If we treat each of the slits as a point source of circular wavefronts. The condition for constructive interference (bright fringes) is

$d\sin\theta=m\lambda$ (m=0,1,2,..)

and for destructive interference (dark fringes)

$d\sin\theta=(m+\frac{1}{2})\lambda$ (m=0,1,2,..)

As in the case of a wave on a rope that is incident on a heavier rope and is reflected with a 180^{o} phase change when a light wave is reflected from a more optically dense media a 180^{o} phase change occurs. This effect is important when we want to consider interference effects in thin films.

For a single wavelength dark stripes will occur whenever

$2t=m\lambda$ (m=0,1,2,..)

and bright stripes will occur whenever

$2t=(m+\frac{1}{2})\lambda$ (m=0,1,2,..)

Ideally we would use a coating that produced an equal amount of reflection at both interfaces, but there is no suitable material with the required refractive index, $n=1.26$, so we use magnesium flouride MgF_{2}.

As the two reflections both occur from more optically dense media they both experience a phase change of $\pi$ on reflection which corresponds to advancing the wave by $\frac{\lambda}{2}$ .

To have the light be out of phase we need to light that goes through the coating to have advanced by $\frac{\lambda}{2}$ for destructive interference to occur.

Critically, when destructive interference occurs the light is not lost, but is instead transmitted.

As the wavelength of light in a medium is given by $\lambda=\frac{\lambda_{0}}{n}$ where $n$ is the refractive index of the medium and $\lambda_{0}$ is the wavelength of the light in free space, the thickness of the coating should be $\frac{\lambda}{4n_{2}}$.

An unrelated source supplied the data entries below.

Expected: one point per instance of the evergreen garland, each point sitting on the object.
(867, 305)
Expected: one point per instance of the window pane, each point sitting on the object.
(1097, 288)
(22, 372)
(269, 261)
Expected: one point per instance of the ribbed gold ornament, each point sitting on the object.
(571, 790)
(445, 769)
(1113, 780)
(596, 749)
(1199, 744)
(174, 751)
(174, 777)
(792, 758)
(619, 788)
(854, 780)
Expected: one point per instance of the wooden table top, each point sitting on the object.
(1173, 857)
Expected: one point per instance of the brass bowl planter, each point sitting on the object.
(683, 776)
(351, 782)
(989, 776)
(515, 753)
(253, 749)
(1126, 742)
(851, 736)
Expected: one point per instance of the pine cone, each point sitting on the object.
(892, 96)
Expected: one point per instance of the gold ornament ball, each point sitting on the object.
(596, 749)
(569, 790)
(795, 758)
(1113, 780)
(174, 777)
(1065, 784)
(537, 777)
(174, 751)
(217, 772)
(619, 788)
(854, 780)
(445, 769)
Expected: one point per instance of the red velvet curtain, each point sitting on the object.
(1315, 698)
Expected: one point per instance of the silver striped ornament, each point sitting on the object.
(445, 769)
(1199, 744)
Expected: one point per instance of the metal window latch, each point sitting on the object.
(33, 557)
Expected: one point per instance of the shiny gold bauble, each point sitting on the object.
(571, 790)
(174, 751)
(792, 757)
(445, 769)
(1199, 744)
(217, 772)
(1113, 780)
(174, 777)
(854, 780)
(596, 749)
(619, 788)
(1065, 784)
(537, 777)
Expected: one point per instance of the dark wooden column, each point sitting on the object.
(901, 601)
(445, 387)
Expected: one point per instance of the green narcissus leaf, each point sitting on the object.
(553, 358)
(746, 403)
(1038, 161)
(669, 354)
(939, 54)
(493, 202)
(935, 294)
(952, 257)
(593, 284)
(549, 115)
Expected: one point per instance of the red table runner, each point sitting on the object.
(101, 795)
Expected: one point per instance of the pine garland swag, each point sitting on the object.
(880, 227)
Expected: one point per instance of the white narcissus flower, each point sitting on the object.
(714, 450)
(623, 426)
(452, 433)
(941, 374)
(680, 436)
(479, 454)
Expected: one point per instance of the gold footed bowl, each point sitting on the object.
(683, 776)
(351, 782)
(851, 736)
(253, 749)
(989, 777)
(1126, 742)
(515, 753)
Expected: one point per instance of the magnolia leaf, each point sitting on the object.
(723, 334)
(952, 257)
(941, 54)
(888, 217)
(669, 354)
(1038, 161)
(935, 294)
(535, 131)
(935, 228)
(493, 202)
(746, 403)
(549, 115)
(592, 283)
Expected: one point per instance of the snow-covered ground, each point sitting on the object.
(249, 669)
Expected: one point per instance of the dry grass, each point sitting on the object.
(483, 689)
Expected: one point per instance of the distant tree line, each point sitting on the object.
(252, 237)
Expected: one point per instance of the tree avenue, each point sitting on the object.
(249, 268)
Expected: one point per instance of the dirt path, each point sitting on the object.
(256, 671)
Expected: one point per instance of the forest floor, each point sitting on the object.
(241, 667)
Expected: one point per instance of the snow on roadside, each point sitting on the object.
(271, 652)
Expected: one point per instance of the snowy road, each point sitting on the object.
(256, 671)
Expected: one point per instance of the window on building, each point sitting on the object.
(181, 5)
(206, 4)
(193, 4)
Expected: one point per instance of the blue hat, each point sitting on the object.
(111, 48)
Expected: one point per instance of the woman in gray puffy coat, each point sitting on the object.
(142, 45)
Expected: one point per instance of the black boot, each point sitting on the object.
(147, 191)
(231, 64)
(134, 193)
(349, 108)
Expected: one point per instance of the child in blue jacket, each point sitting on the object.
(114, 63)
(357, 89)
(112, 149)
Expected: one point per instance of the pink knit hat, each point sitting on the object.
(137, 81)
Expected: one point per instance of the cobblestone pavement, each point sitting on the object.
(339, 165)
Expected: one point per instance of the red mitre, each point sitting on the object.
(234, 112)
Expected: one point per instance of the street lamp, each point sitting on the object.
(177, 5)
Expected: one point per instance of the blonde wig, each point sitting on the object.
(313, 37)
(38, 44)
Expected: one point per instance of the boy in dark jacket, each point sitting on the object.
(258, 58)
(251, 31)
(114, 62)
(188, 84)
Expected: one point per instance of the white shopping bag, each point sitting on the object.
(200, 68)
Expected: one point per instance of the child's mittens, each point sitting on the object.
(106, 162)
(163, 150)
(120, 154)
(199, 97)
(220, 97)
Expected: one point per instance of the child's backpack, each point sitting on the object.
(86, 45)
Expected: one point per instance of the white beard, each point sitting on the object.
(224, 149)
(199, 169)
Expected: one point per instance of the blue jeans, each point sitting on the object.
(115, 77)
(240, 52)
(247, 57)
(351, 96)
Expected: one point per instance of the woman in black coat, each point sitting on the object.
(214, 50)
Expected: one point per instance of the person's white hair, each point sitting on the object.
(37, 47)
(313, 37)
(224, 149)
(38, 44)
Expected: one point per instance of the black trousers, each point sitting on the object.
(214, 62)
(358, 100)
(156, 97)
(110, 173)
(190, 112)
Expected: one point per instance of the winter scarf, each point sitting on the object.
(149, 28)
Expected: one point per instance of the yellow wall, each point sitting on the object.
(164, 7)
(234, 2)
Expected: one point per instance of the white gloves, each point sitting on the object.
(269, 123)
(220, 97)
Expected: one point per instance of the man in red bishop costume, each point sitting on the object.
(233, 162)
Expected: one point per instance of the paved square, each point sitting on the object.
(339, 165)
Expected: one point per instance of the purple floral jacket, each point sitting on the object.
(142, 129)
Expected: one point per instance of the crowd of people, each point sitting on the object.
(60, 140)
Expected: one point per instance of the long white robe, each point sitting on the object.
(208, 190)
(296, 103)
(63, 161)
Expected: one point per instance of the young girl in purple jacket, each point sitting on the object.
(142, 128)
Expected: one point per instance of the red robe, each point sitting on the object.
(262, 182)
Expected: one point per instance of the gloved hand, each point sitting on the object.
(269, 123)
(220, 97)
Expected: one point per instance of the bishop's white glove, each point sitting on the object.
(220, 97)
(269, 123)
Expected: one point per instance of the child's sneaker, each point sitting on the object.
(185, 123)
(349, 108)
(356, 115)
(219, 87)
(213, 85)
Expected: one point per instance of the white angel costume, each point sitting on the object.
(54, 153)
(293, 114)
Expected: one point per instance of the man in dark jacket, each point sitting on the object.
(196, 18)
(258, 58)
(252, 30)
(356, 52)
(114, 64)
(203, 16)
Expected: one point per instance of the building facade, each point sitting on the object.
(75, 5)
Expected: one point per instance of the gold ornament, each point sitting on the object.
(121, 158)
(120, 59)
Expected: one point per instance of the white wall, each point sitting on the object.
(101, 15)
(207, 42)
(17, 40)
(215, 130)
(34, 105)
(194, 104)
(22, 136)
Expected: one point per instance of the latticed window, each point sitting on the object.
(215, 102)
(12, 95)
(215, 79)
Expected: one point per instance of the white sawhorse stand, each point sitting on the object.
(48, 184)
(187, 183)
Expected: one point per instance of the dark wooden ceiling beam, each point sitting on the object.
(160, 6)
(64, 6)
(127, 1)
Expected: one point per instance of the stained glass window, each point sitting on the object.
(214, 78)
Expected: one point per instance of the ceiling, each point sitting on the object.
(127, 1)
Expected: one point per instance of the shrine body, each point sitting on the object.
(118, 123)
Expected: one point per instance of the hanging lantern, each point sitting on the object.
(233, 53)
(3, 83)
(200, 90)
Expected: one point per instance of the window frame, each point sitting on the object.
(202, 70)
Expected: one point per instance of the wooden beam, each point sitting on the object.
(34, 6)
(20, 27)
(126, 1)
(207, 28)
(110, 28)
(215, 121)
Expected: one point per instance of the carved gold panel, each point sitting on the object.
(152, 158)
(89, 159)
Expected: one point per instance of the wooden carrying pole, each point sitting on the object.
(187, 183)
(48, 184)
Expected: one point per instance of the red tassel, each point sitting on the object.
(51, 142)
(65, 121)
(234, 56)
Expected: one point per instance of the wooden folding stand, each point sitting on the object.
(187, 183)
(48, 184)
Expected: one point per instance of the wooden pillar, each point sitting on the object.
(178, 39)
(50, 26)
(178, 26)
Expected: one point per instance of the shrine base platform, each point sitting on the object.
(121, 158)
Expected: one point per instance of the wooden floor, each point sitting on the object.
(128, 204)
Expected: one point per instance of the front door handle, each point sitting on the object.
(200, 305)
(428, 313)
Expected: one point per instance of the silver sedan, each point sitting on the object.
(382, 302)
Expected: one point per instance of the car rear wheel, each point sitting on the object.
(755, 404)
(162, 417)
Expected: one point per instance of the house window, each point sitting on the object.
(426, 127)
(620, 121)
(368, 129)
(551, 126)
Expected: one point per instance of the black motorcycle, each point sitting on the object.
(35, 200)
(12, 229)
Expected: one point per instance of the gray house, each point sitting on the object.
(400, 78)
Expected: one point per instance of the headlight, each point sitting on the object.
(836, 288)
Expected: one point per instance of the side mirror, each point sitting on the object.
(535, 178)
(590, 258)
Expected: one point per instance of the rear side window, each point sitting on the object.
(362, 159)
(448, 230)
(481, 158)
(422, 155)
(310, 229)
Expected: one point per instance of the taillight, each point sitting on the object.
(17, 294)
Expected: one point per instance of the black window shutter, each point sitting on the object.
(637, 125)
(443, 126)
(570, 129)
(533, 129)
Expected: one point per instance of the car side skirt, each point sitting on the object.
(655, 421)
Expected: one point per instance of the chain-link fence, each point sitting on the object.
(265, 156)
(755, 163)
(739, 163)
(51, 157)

As we now have the intensity in terms of the phase difference $\delta$

$I_{\theta}=I_{0}\cos^{2}\frac{\delta}{2}$

we should return to our diagram to find the intensity in terms of $d$ and $\theta$

We can see that

$\frac{\delta\lambda}{2\pi}=d \sin \theta$

giving

$\delta=\frac{2\pi}{\lambda}d\sin\theta$

and the intensity is

$I_{\theta}=I_{0}\cos^{2}(\frac{\pi d \sin \theta}{\lambda})$

Rather than writing our equation in terms of k

$I_{\theta}=I_{0}\mathrm{sinc^{2}}(\frac{Dk}{2}\sin\theta)$

it is convenient to write it in terms of the wavelength, using $k=\frac{2\pi}{\lambda}$

$I_{\theta}=I_{0}\mathrm{sinc^{2}}(\frac{D\pi}{\lambda}\sin\theta)$

This function has a central maxima and then minima at

$D\sin\theta=m\lambda$ $m=\pm 1,\pm 2,\pm 3,..$

Now we have an expression for the intensity from a slit of width $D$

$I_{\theta}=I_{0}\mathrm{sinc^{2}}(\frac{D\pi}{\lambda}\sin\theta)$

we can use consider slits as sources instead of the point sources we considered earlier which gave

$I_{\theta}=I_{0}\cos^{2}(\frac{d \pi}{\lambda}\sin \theta)$

The combination of these gives

$I_{theta}=I_{0}\mathrm{sinc^{2}}(\frac{D\pi}{\lambda}\sin\theta)\cos^{2}(\frac{d\pi}{\lambda}\sin \theta)$

Irrespective of the number of slits $n$ the condition for maxima is the same as for the double slit

$d\sin\theta=m\lambda$ (m=0,1,2,..)

but that the larger the number of slits from which diffraction occurs the sharper the maxima will be.

n=2 $\frac{I_{\theta}}{I_{0}}=\frac{(2+2\cos\delta)}{4}$

n=3 $\frac{I_{\theta}}{I_{0}}=\frac{3+4\cos\delta+2\cos 2\delta}{9}$

n=4 $\frac{I_{\theta}}{I_{0}}=\frac{4+6\cos\delta+4\cos 2\delta+2\cos 3\delta}{16}$

For any $n$

$\frac{I_{\theta}}{I_{0}}=\frac{n+\sum\limits_{k=1}^{n-1}2(n-k)\cos(k\delta)}{n^{2}}$

The polarization of the light after it has passed through the polarizer is the direction defined by the polarizer, so the way to approach the calculation of the magnitude of the intensity that passes through the polarizer is by finding the component of the electric field which is in that direction

$E=E_{0}\cos\theta$

the intensity is then

$I=E^{2}=E_{0}^{2}\cos^{2}\theta=I_{0}\cos^{2}\theta$

This formula is known as Malus' Law.